I have run spybot & still am getting wtoolsa error box &
can't get rid of it. Heeeellllppp......

Do a search of this NG for 'wtoolsa' (or just look through the
posts)..............you will find that this has been addressed. I imagine
Mike is wearing out his 'copy and paste' buttons.
Heirloom, old and oh heck, here, I did it for
you.........

Dale,

Did you read any of the many replies that have been posted to those with
this
problem?

wtoolsa.exe is malware and appears to be a new member of the IBIS Toolbar
family
(http://www.pestpatrol.com/PestInfo/i/ibis_toolbar.asp) or even a variant of
the CoolWebSearch parasite. It certainly doesn't form a part of the Win Me
operating system. One install mechanism it uses is if you choose to install
the toolbar from xxx.websearch.com

Boot to Safe Mode, open MSConfig (Start, Run, enter MSConfig in the box and
click OK), open the Startup tab and uncheck the entry being used to launch
wstoolsa.exe, possibly labelled something like WinTools as well as any
entries
referring to wtoolsb.dll, wsup.exe and tb_setup.exe.

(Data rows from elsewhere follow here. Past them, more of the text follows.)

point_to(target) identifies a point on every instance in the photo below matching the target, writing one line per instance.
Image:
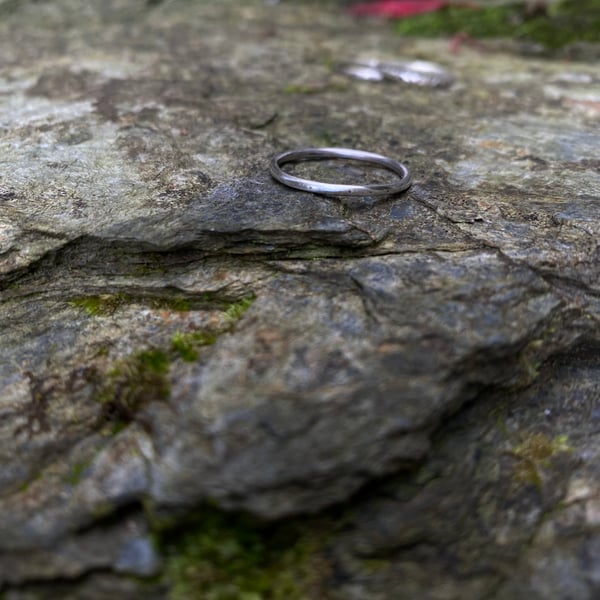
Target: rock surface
(179, 329)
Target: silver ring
(337, 189)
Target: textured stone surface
(177, 328)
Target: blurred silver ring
(338, 189)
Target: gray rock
(179, 330)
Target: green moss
(187, 345)
(133, 382)
(566, 22)
(228, 557)
(534, 454)
(236, 310)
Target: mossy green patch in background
(187, 345)
(563, 23)
(228, 557)
(236, 310)
(132, 382)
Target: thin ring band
(336, 189)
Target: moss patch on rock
(220, 556)
(561, 24)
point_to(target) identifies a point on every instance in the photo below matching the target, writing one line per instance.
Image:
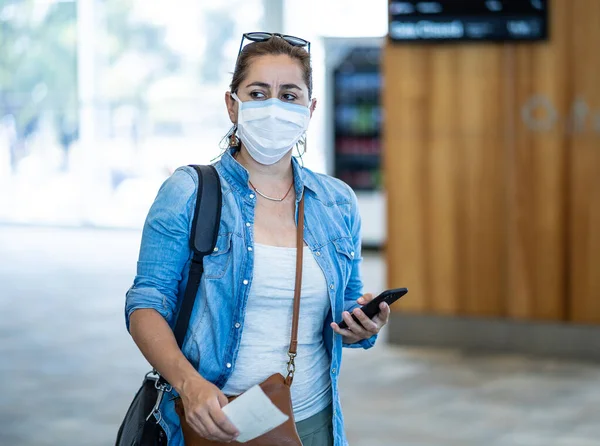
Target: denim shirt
(331, 231)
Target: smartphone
(372, 308)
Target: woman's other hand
(202, 402)
(367, 327)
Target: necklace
(271, 198)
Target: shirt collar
(303, 178)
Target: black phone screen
(372, 308)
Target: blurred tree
(38, 65)
(38, 60)
(220, 29)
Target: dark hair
(272, 47)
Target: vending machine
(353, 127)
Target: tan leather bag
(276, 387)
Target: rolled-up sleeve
(354, 289)
(164, 249)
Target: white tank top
(268, 324)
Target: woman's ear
(313, 106)
(232, 107)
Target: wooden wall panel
(537, 179)
(584, 151)
(405, 155)
(491, 207)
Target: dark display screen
(468, 20)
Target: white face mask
(270, 129)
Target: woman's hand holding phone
(368, 327)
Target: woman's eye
(257, 95)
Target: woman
(239, 329)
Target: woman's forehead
(275, 69)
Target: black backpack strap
(203, 238)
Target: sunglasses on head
(263, 37)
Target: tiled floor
(68, 368)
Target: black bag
(140, 426)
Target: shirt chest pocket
(344, 256)
(216, 264)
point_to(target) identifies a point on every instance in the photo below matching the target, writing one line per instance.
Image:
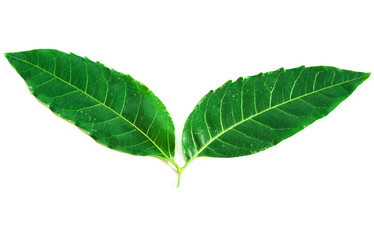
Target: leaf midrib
(101, 103)
(259, 113)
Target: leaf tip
(7, 55)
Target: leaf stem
(180, 170)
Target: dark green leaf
(255, 113)
(113, 108)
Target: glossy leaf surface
(257, 112)
(113, 108)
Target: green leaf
(113, 108)
(252, 114)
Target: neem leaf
(252, 114)
(113, 108)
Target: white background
(57, 183)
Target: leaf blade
(259, 111)
(99, 100)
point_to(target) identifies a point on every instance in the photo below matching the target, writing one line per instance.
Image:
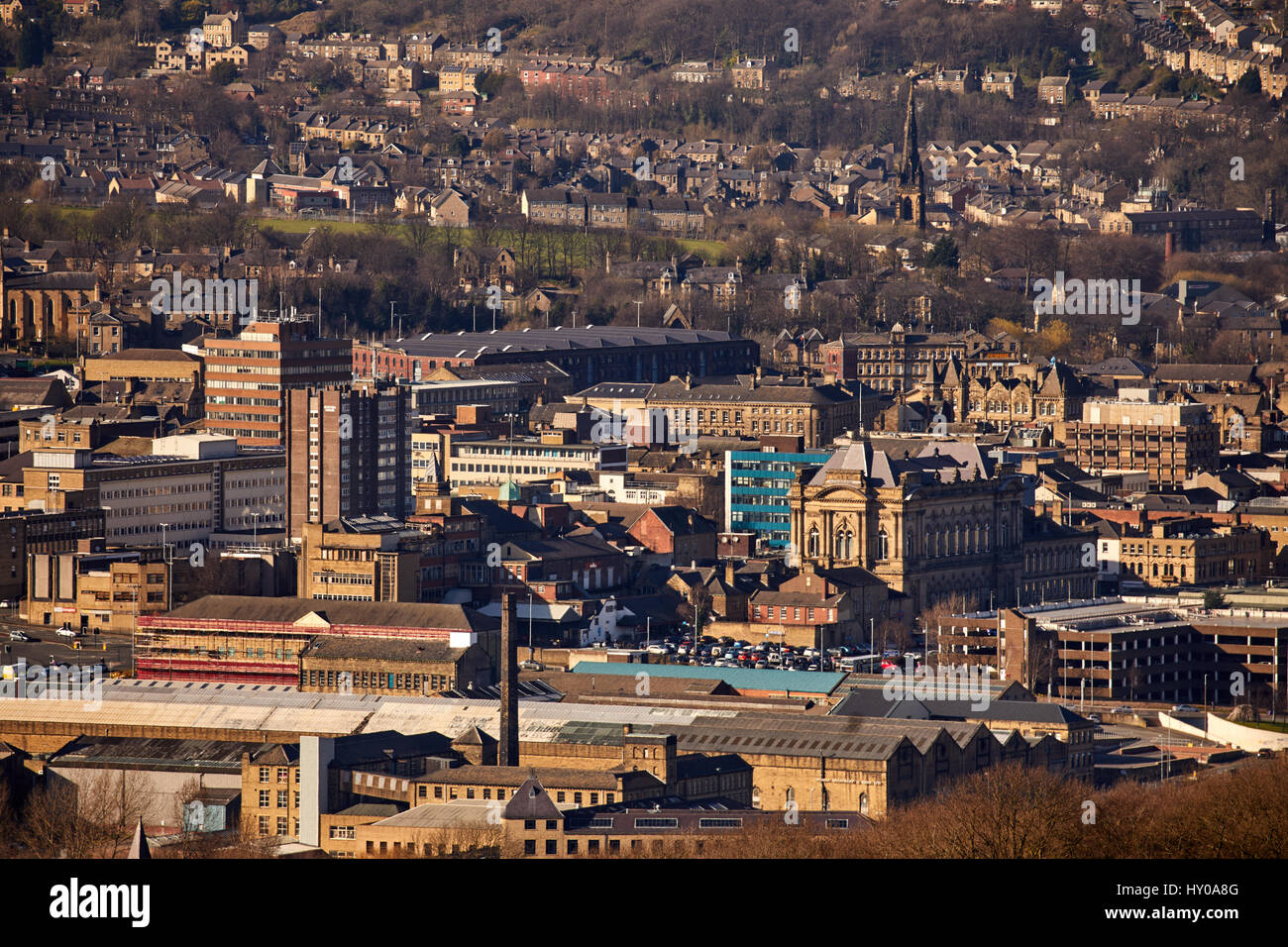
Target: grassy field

Browse to and delete the contents of your C:\Windows\Temp folder and also
clear you Temporary Internet Files (Internet Options | General | Delete
Files
and ensure that you check the box "Delete all offline content", then click
OK
and Apply.

Now check Add/Remove Programs and uninstall any entry for WinTools.

You should also delete the entire Wintools folder which is probably
located as a sub-folder in C:\Program Files\Common Files or alternatively in
C:\Windows\System. Check for and delete all copies of wtoolsa.exe,
wtoolsb.dll, wsup.exe and tb_setup.exe.

Now reboot back into Normal Mode and check your system for commercial
parasites.

This might be a good time to download yourself a copy
of the free Ad-Aware 6.0 from Lavasoft
(http://www.lavasoftusa.com/software/adaware/) and also SpyBot
(http://www.safer-networking.org/) and scan your system for and remove all
unwanted parasites, adware and spyware that might be hiding on your PC.

I would suggest you download and run merijn's CWShredder which targets the
CoolWebSearch parasite. CWShredder can be downloaded from
(http://www.zerosrealm.com/downloads/CWShredder.zip or
http://www.spywareinfo.com/~merijn/files/cwshredder.zip). Details of the
many
forms of the CoolWebSearch hijacker can be found at
http://www.spywareinfo.com/~merijn/cwschronicles.html and also
http://www.pestpatrol.com/pestinfo/c/cws.asp.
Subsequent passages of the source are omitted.